Find the hypotenuse of a right triangle#
For a right triangle, the Pythagorean theorem relates the two legs (a and b) to the hypotenuse (c): a² + b² = c². With legs of 3 and 4, c² = 3² + 4² = 9 + 16 = 25, so c = √25 = 5.
When you know all three side lengths instead, Heron’s formula gives the area without needing the height: with s = (a + b + c) / 2, area = √(s(s − a)(s − b)(s − c)).

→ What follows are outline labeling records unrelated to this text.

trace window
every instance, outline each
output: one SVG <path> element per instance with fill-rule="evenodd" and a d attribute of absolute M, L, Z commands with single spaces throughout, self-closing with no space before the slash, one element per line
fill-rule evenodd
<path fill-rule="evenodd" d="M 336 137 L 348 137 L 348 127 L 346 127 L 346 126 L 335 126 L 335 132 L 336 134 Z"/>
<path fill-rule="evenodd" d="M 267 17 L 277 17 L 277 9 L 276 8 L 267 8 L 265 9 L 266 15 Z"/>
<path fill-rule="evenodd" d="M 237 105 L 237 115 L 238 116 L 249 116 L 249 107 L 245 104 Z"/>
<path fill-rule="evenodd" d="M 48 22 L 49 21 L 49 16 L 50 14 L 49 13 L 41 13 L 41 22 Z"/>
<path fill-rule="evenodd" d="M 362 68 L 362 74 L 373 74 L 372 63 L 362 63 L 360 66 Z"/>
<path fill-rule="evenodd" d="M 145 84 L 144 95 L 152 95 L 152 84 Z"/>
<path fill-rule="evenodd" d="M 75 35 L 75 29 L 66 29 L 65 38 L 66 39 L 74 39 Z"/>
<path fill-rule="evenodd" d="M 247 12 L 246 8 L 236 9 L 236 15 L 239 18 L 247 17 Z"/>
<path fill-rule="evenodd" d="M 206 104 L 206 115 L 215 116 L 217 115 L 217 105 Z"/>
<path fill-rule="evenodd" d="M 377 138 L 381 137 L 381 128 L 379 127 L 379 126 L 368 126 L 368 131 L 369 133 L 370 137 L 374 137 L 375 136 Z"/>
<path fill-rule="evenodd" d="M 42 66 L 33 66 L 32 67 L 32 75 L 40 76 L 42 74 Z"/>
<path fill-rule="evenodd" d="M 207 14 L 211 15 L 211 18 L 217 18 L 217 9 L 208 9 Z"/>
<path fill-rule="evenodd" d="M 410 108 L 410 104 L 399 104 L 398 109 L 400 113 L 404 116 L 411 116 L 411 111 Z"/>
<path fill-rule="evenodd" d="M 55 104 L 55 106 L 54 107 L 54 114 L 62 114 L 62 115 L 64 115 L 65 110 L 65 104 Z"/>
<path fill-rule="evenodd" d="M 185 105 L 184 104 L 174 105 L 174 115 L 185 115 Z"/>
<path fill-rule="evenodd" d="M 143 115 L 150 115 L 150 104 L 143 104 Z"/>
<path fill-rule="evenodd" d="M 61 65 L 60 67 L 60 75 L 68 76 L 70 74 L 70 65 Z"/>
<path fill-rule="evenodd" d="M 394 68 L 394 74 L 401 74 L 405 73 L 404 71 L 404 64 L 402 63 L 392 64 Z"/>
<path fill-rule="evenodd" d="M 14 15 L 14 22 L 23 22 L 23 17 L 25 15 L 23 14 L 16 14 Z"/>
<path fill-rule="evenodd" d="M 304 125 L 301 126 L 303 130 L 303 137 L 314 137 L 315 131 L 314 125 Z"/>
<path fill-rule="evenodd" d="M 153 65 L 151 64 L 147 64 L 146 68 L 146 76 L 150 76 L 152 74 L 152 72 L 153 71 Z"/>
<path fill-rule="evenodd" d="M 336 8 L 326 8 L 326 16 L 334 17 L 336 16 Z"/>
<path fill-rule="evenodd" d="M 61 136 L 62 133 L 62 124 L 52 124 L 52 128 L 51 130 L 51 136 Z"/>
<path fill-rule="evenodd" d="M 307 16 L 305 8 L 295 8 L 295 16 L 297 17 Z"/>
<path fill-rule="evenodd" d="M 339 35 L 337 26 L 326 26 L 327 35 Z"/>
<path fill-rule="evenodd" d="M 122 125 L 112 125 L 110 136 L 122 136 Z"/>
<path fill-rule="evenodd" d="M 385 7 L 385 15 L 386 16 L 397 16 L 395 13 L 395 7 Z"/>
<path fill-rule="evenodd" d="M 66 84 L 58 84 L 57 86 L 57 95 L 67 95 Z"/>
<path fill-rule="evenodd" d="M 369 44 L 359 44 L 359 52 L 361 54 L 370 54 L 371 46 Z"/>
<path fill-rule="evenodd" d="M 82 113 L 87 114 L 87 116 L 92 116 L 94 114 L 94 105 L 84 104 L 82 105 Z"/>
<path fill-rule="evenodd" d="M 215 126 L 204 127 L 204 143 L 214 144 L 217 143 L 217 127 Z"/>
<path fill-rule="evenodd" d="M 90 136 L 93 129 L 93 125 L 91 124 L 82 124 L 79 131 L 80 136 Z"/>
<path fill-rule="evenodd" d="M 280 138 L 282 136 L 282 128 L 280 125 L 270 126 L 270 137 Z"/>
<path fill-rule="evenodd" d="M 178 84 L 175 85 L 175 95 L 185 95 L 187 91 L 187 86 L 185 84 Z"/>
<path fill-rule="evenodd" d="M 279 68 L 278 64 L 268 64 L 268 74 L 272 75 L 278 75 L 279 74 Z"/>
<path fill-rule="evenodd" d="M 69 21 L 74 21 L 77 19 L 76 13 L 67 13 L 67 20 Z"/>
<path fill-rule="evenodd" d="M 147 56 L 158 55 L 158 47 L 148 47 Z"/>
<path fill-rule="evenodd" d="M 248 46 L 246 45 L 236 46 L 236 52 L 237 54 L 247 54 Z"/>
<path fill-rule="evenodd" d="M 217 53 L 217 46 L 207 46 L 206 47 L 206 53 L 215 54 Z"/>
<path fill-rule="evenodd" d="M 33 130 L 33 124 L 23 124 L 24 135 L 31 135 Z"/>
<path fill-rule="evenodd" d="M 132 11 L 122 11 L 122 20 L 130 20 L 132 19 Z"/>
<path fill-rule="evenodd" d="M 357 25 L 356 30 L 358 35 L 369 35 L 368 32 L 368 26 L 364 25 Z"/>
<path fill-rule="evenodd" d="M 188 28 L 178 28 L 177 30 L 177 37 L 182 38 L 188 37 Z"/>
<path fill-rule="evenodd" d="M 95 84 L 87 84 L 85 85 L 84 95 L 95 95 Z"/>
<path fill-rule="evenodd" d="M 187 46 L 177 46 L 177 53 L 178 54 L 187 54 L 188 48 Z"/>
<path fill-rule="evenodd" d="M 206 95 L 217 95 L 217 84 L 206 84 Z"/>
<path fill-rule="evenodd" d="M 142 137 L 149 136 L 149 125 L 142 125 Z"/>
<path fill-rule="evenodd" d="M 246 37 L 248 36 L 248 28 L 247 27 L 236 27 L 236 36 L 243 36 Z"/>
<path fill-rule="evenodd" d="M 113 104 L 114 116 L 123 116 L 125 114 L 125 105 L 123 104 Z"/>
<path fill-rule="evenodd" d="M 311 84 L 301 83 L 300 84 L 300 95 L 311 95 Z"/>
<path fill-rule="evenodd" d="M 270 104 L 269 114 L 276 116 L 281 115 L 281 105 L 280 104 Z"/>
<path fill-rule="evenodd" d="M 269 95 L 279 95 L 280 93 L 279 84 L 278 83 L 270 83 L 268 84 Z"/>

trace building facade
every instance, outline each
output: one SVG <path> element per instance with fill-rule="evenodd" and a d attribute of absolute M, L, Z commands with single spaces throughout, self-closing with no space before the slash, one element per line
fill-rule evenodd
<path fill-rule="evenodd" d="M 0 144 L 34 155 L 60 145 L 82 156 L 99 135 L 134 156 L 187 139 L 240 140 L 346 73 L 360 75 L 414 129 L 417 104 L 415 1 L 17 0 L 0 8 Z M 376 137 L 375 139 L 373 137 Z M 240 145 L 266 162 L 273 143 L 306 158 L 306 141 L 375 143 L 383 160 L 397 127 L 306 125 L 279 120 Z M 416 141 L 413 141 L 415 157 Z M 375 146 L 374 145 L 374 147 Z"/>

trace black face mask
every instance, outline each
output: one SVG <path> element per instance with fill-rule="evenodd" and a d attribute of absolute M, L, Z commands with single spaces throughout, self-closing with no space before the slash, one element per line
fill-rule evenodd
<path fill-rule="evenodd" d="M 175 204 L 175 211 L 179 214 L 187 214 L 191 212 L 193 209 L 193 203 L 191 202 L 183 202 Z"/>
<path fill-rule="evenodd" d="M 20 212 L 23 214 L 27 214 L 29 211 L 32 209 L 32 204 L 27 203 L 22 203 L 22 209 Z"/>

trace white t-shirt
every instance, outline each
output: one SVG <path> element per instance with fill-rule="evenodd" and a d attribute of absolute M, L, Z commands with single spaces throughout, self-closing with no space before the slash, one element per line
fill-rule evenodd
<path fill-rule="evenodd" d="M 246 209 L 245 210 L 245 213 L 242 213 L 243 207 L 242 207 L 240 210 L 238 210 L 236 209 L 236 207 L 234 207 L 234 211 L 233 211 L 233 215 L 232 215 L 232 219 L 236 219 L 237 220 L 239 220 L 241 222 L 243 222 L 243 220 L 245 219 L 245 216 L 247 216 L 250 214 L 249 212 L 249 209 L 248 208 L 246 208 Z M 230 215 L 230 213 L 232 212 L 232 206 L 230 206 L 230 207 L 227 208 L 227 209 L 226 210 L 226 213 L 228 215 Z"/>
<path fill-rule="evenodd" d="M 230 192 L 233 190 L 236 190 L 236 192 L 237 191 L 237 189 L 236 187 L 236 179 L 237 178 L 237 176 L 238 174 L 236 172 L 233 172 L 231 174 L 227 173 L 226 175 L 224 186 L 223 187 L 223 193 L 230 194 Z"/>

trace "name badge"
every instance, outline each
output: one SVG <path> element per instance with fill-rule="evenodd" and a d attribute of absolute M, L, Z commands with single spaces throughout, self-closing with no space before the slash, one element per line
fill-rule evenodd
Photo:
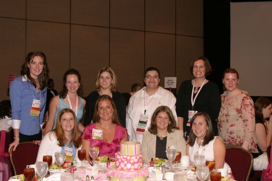
<path fill-rule="evenodd" d="M 103 131 L 101 130 L 93 129 L 91 135 L 93 139 L 103 140 Z"/>
<path fill-rule="evenodd" d="M 71 163 L 73 161 L 73 148 L 65 146 L 64 152 L 66 153 L 65 163 Z"/>
<path fill-rule="evenodd" d="M 138 123 L 138 125 L 136 128 L 136 133 L 142 134 L 145 131 L 145 128 L 147 124 L 149 115 L 145 114 L 141 114 L 140 117 L 140 120 Z"/>
<path fill-rule="evenodd" d="M 32 103 L 32 106 L 30 109 L 30 115 L 32 116 L 40 116 L 40 112 L 41 112 L 41 104 L 42 101 L 38 100 L 37 99 L 33 100 Z"/>
<path fill-rule="evenodd" d="M 186 124 L 187 126 L 190 126 L 191 124 L 191 120 L 193 115 L 197 113 L 197 110 L 188 110 L 188 122 Z"/>

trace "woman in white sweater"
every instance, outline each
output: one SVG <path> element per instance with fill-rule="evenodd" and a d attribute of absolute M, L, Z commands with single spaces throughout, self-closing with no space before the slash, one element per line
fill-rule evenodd
<path fill-rule="evenodd" d="M 51 155 L 52 163 L 55 162 L 55 152 L 66 153 L 66 162 L 75 160 L 76 149 L 81 144 L 77 117 L 74 111 L 64 109 L 58 114 L 55 129 L 46 134 L 41 142 L 36 161 L 43 161 L 44 155 Z"/>

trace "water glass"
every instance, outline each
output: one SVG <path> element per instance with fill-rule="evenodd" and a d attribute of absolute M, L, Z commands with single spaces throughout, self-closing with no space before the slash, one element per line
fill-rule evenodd
<path fill-rule="evenodd" d="M 43 178 L 45 176 L 48 171 L 48 163 L 46 162 L 40 161 L 35 164 L 37 175 L 43 181 Z"/>
<path fill-rule="evenodd" d="M 172 168 L 172 162 L 175 160 L 176 157 L 177 156 L 177 149 L 170 148 L 166 149 L 166 156 L 167 156 L 167 158 L 168 158 L 168 160 L 171 164 L 171 169 L 170 171 L 173 172 L 174 172 L 174 170 Z"/>
<path fill-rule="evenodd" d="M 196 166 L 196 176 L 198 179 L 204 181 L 209 175 L 209 167 L 207 166 L 198 165 Z"/>
<path fill-rule="evenodd" d="M 55 160 L 57 164 L 59 166 L 59 172 L 60 172 L 61 165 L 64 163 L 64 161 L 65 160 L 66 155 L 66 153 L 64 152 L 57 151 L 55 152 Z"/>
<path fill-rule="evenodd" d="M 198 165 L 203 166 L 205 164 L 205 156 L 203 154 L 195 154 L 194 156 L 193 162 L 194 165 L 197 167 Z"/>
<path fill-rule="evenodd" d="M 99 153 L 99 148 L 97 146 L 92 146 L 89 149 L 89 154 L 91 157 L 92 159 L 93 165 L 94 165 L 94 161 L 95 158 L 98 156 Z"/>

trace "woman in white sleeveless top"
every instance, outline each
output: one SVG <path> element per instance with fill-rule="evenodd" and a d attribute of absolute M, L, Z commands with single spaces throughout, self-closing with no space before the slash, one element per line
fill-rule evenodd
<path fill-rule="evenodd" d="M 192 118 L 190 126 L 186 154 L 189 156 L 191 162 L 193 162 L 195 154 L 203 154 L 205 159 L 215 160 L 216 169 L 227 169 L 227 172 L 231 173 L 229 166 L 225 161 L 226 147 L 220 137 L 214 136 L 209 115 L 205 112 L 196 113 Z"/>

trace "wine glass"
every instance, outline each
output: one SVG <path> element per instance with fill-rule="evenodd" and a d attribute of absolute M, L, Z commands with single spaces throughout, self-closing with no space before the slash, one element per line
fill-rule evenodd
<path fill-rule="evenodd" d="M 45 155 L 43 156 L 43 161 L 46 161 L 48 163 L 48 168 L 52 164 L 52 156 L 51 155 Z"/>
<path fill-rule="evenodd" d="M 81 165 L 83 164 L 83 162 L 85 160 L 86 157 L 86 150 L 80 149 L 78 150 L 78 157 L 79 159 L 81 161 Z"/>
<path fill-rule="evenodd" d="M 175 162 L 176 162 L 176 167 L 178 168 L 178 163 L 181 161 L 181 151 L 177 152 L 177 156 L 175 159 Z"/>
<path fill-rule="evenodd" d="M 56 163 L 59 166 L 59 172 L 60 172 L 61 165 L 64 163 L 66 153 L 64 152 L 57 151 L 55 152 L 55 159 Z"/>
<path fill-rule="evenodd" d="M 174 170 L 172 168 L 172 162 L 175 160 L 177 156 L 177 149 L 168 148 L 166 149 L 166 156 L 171 164 L 170 172 L 173 172 Z"/>
<path fill-rule="evenodd" d="M 89 149 L 89 154 L 92 159 L 92 165 L 94 165 L 94 161 L 95 158 L 98 156 L 99 153 L 99 148 L 97 146 L 92 146 Z"/>
<path fill-rule="evenodd" d="M 43 178 L 47 174 L 48 163 L 45 161 L 39 161 L 35 163 L 35 166 L 37 174 L 41 178 L 41 181 L 43 181 Z"/>
<path fill-rule="evenodd" d="M 33 168 L 24 169 L 24 176 L 26 181 L 33 181 L 35 176 L 35 170 Z"/>
<path fill-rule="evenodd" d="M 196 175 L 200 181 L 205 181 L 209 175 L 209 167 L 202 165 L 197 166 Z"/>
<path fill-rule="evenodd" d="M 196 154 L 194 156 L 193 162 L 194 165 L 196 167 L 198 165 L 203 166 L 205 163 L 205 156 L 203 154 Z"/>

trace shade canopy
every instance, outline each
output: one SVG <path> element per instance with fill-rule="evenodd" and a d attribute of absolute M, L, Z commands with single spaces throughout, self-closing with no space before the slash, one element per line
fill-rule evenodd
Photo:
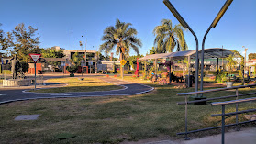
<path fill-rule="evenodd" d="M 201 57 L 201 50 L 198 51 L 199 59 Z M 159 53 L 147 55 L 143 58 L 139 59 L 139 61 L 150 60 L 150 59 L 161 59 L 161 58 L 173 58 L 173 59 L 184 59 L 184 57 L 188 57 L 195 59 L 196 51 L 195 50 L 187 50 L 187 51 L 178 51 L 178 52 L 170 52 L 170 53 Z M 234 54 L 230 50 L 222 49 L 222 48 L 210 48 L 205 49 L 204 57 L 206 59 L 209 58 L 226 58 L 228 54 Z"/>

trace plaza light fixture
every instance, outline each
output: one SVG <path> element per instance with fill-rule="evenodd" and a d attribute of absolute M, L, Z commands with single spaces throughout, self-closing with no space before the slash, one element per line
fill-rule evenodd
<path fill-rule="evenodd" d="M 195 35 L 195 33 L 192 30 L 192 28 L 189 27 L 189 25 L 184 21 L 184 19 L 181 17 L 181 15 L 178 13 L 178 11 L 175 9 L 175 7 L 171 4 L 169 0 L 163 0 L 164 5 L 169 8 L 169 10 L 173 14 L 173 16 L 177 18 L 177 20 L 181 23 L 181 25 L 184 28 L 188 28 L 189 31 L 193 34 L 195 39 L 196 43 L 196 54 L 195 54 L 195 91 L 198 91 L 198 63 L 199 63 L 199 59 L 198 59 L 198 39 Z M 188 76 L 188 82 L 191 80 L 190 76 Z M 189 85 L 189 84 L 188 84 Z"/>
<path fill-rule="evenodd" d="M 83 36 L 82 36 L 83 38 L 83 41 L 79 41 L 80 46 L 82 46 L 82 63 L 81 63 L 81 67 L 82 67 L 82 76 L 83 76 Z"/>
<path fill-rule="evenodd" d="M 210 27 L 208 28 L 208 29 L 206 30 L 204 39 L 203 39 L 203 42 L 202 42 L 202 53 L 201 53 L 201 83 L 200 83 L 200 91 L 203 91 L 203 84 L 204 84 L 204 52 L 205 52 L 205 41 L 206 39 L 206 36 L 208 34 L 208 32 L 210 31 L 210 29 L 212 28 L 215 28 L 216 25 L 218 23 L 218 21 L 220 20 L 220 18 L 223 17 L 224 13 L 227 11 L 227 9 L 228 8 L 228 6 L 230 6 L 230 4 L 233 2 L 233 0 L 227 0 L 226 3 L 224 4 L 224 6 L 222 6 L 222 8 L 220 9 L 220 11 L 218 12 L 218 14 L 217 15 L 217 17 L 215 17 L 214 21 L 212 22 L 212 24 L 210 25 Z M 201 96 L 203 96 L 203 94 L 201 94 Z"/>

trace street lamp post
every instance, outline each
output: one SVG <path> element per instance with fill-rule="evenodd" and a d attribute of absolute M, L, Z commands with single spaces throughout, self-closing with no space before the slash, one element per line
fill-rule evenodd
<path fill-rule="evenodd" d="M 244 72 L 246 71 L 246 51 L 248 50 L 248 48 L 245 48 L 244 46 L 242 46 L 242 48 L 244 48 L 244 70 L 243 70 L 243 77 L 244 77 Z"/>
<path fill-rule="evenodd" d="M 83 76 L 83 36 L 82 36 L 83 38 L 83 41 L 80 41 L 80 46 L 82 46 L 82 63 L 81 63 L 81 67 L 82 67 L 82 76 Z"/>
<path fill-rule="evenodd" d="M 202 53 L 201 53 L 201 83 L 200 83 L 200 91 L 203 91 L 203 84 L 204 84 L 204 52 L 205 52 L 205 41 L 206 39 L 206 36 L 208 34 L 208 32 L 211 30 L 212 28 L 215 28 L 216 25 L 218 23 L 218 21 L 220 20 L 220 18 L 222 17 L 222 16 L 224 15 L 224 13 L 226 12 L 226 10 L 228 8 L 228 6 L 230 6 L 230 4 L 233 2 L 233 0 L 227 0 L 226 3 L 224 4 L 224 6 L 222 6 L 222 8 L 220 9 L 220 11 L 218 12 L 218 14 L 217 15 L 217 17 L 215 17 L 214 21 L 212 22 L 212 24 L 210 25 L 210 27 L 208 28 L 208 29 L 206 30 L 204 39 L 203 39 L 203 42 L 202 42 Z M 201 94 L 201 96 L 203 96 L 203 94 Z"/>
<path fill-rule="evenodd" d="M 192 30 L 192 28 L 188 26 L 188 24 L 184 21 L 184 19 L 181 17 L 175 7 L 171 4 L 169 0 L 163 0 L 165 6 L 169 8 L 169 10 L 173 14 L 173 16 L 177 18 L 177 20 L 181 23 L 184 28 L 188 28 L 189 31 L 195 37 L 195 44 L 196 44 L 196 54 L 195 54 L 195 91 L 198 91 L 198 39 L 195 33 Z M 188 75 L 188 83 L 190 83 L 190 75 Z M 189 84 L 188 84 L 189 85 Z"/>

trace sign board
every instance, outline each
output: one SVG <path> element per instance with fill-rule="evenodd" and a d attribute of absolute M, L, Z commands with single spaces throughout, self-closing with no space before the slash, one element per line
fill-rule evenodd
<path fill-rule="evenodd" d="M 37 63 L 37 61 L 39 60 L 41 54 L 30 53 L 29 56 L 30 56 L 30 58 L 33 60 L 33 61 L 34 61 L 35 63 Z"/>
<path fill-rule="evenodd" d="M 121 63 L 121 65 L 126 65 L 127 61 L 126 61 L 125 60 L 122 60 L 122 61 L 120 61 L 120 63 Z"/>

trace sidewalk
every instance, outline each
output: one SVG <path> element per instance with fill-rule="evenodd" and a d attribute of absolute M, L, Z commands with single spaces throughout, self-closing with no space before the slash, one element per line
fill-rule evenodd
<path fill-rule="evenodd" d="M 256 127 L 225 133 L 225 144 L 255 144 Z M 191 140 L 161 140 L 144 144 L 221 144 L 221 134 Z"/>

Enter any three known measurements in the calculator above for the exact sides, angles, area and perimeter. Results are rounded, and at least one input must be a side length so the triangle has a fixed size.
Types of triangles#
A triangle has three sides, three angles, and angles that always add up to 180 degrees. The main types are equilateral (all sides and angles equal), isosceles (two equal sides and two equal base angles), scalene (all different), and right (one 90-degree angle).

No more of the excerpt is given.